During the period of adolescence most individuals look to make strong bonds with peers and friends which shows social development during the period of adolescence (O’koon,1997). Unlike most adolescents, Holden does not fit the norm of being socially developed because he does not look to make strong bonds with friends, but rather he is simply satisfied with having any company which he eventually manages to drive away. One instance in which his behaviour is exemplified is when he was describing his roommate who he described by saying “I just see the big phony bastard shifting into first gear and asking Jesus to send him a few more stiffs” (Salinger 20). Through Holden’s description of his roommate as fake or someone who puts up a facade Holden’s lack of social development is clearly illustrated. Holden is incapable of making lovable friends even with people extremely close to him such as a roommate who a regular socially developed adolescent could likely do with ease. Overall, the typical behaviour of a socially developed adolescent would include making friends, and Holden’s incapability of doing that even with someone as close as a roommate reveals Holden’s lack of social development through how he does not have lovable friends and strong bonds with others.
Some individuals and critics of Salinger’s novel may make the argument that Holden was not an irregular or an abnormal adolescent who is incapable of making social connections, but rather he is an observant figure in society who is aware of the conditions of society. This claim may seem to be logical in “Resistance as madness in The Catcher in the Rye” by Sorour Karampour Dashti and Ida Baizura Binti Bahar which makes the claim that “Holden is not a madman but he is a social observant figure. Like a sociologist, Holden scrutinizes the society and he is aware of the impending danger of losing a genuine idea and intellect that results in losing individuality and authenticity” (Sorour Karampour Dashti and Ida Baizura Binti Bahar 2015). Although the concept and argument that Holden is not unstable, but rather he is an observer of the unstable and fake society may seem logical, it is not because throughout the novel most of the individuals who Holden interacts with he dismisses and refuses to acknowledge any help they are showing. This doesn’t even give him the chance to truly observe each individual. Holden’s limited social and cognitive growth as an adolescent member of society clearly reveals that the issues that arise in the novel are not due to society or how fake it may be but rather due to Holden’s unstable state.

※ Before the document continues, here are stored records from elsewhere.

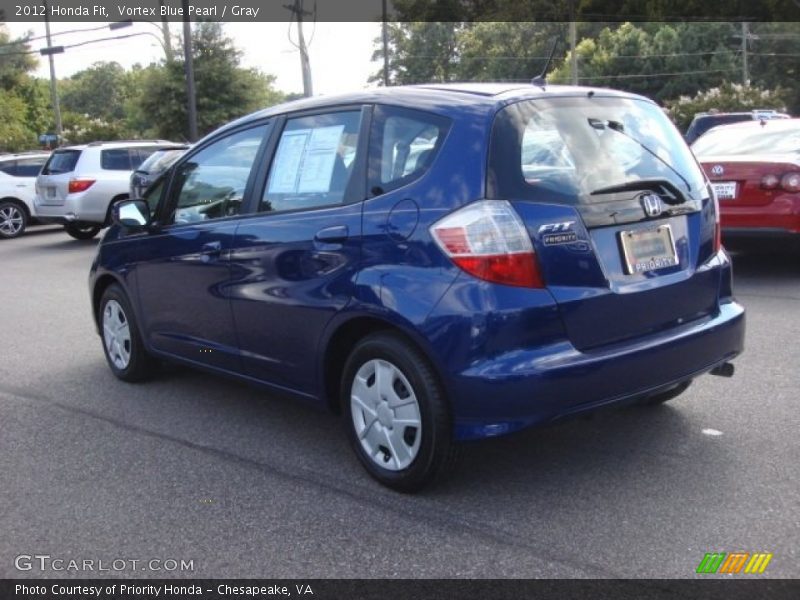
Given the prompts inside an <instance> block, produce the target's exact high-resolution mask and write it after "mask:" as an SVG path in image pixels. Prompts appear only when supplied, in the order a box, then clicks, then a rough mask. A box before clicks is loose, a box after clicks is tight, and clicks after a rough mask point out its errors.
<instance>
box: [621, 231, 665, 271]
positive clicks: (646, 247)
mask: <svg viewBox="0 0 800 600" xmlns="http://www.w3.org/2000/svg"><path fill="white" fill-rule="evenodd" d="M619 235H620V241H621V243H622V254H623V257H624V259H625V269H626V273H627V274H628V275H635V274H637V273H646V272H647V271H656V270H658V269H665V268H667V267H674V266H676V265H677V264H678V253H677V252H676V251H675V242H674V240H673V239H672V229H670V227H669V225H660V226H658V227H656V228H655V229H642V230H638V231H623V232H621V233H620V234H619Z"/></svg>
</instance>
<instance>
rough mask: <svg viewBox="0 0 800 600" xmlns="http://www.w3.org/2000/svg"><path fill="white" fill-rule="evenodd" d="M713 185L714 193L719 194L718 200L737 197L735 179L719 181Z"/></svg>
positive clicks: (729, 198) (713, 184)
mask: <svg viewBox="0 0 800 600" xmlns="http://www.w3.org/2000/svg"><path fill="white" fill-rule="evenodd" d="M711 187H712V188H714V194H715V195H716V196H717V200H735V199H736V182H735V181H719V182H717V183H712V184H711Z"/></svg>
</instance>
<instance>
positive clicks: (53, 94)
mask: <svg viewBox="0 0 800 600" xmlns="http://www.w3.org/2000/svg"><path fill="white" fill-rule="evenodd" d="M49 12H50V7H49V6H48V5H47V0H44V31H45V35H46V37H47V47H48V48H52V47H53V41H52V39H51V38H50V17H49V16H48V13H49ZM62 52H63V50H62ZM47 60H48V61H49V62H50V99H51V101H52V102H53V112H54V113H55V117H56V135H57V136H58V138H59V141H58V142H56V143H60V141H61V133H62V131H63V128H62V124H61V107H60V106H59V104H58V88H57V83H56V65H55V61H54V60H53V55H52V54H48V55H47Z"/></svg>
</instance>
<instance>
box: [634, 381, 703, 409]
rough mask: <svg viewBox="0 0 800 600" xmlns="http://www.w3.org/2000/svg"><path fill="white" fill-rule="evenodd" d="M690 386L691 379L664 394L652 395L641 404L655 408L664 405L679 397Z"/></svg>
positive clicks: (681, 383) (659, 393)
mask: <svg viewBox="0 0 800 600" xmlns="http://www.w3.org/2000/svg"><path fill="white" fill-rule="evenodd" d="M691 384H692V381H691V379H690V380H689V381H684V382H683V383H679V384H678V385H676V386H675V387H674V388H672V389H670V390H667V391H666V392H660V393H658V394H654V395H652V396H648V397H647V398H646V399H645V400H644V401H643V402H642V404H644V405H645V406H657V405H659V404H664V403H665V402H669V401H670V400H673V399H675V398H677V397H678V396H680V395H681V394H682V393H683V392H685V391H686V389H687V388H688V387H689V386H690V385H691Z"/></svg>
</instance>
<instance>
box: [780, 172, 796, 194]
mask: <svg viewBox="0 0 800 600" xmlns="http://www.w3.org/2000/svg"><path fill="white" fill-rule="evenodd" d="M781 187H782V188H783V189H785V190H786V191H787V192H800V173H798V172H794V173H787V174H786V175H784V176H783V177H781Z"/></svg>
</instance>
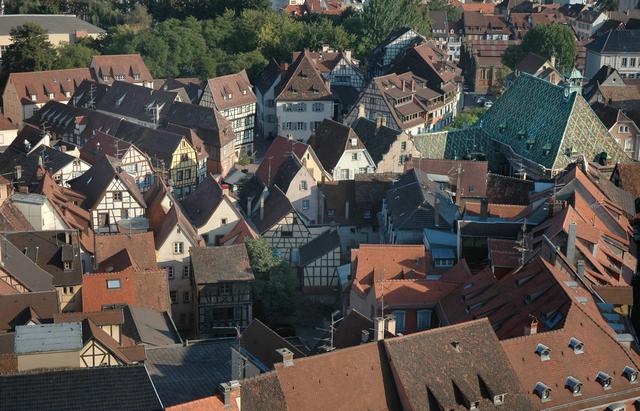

To conclude, adolescence is an important stage in an individual's life, where there are a myriad of essential experiences such as looking for help and guidance from people you trust in your life which shows cognitive development as well as the experience of creating strong bonds with peers showing that an individual has socially developed as an adolescent individual. In J.D. Salinger’s famous novel The Catcher in the Rye the main character, Holden, who narrates a story that happened to him at age sixteen where it is clearly highlighted that he did not experience a normal adolescence through how he showed extreme disregard towards any advice or guidance that was given to him by individuals which were concerned about him such as Old Spencer and his parents which he does not contact entirely showing that he is not cognitively developed as a normal adolescent would be as well as how he is incapable of making friends and strong bonds even with individuals close to him like his roommate which shows his abnormal psychological development as an adolescent.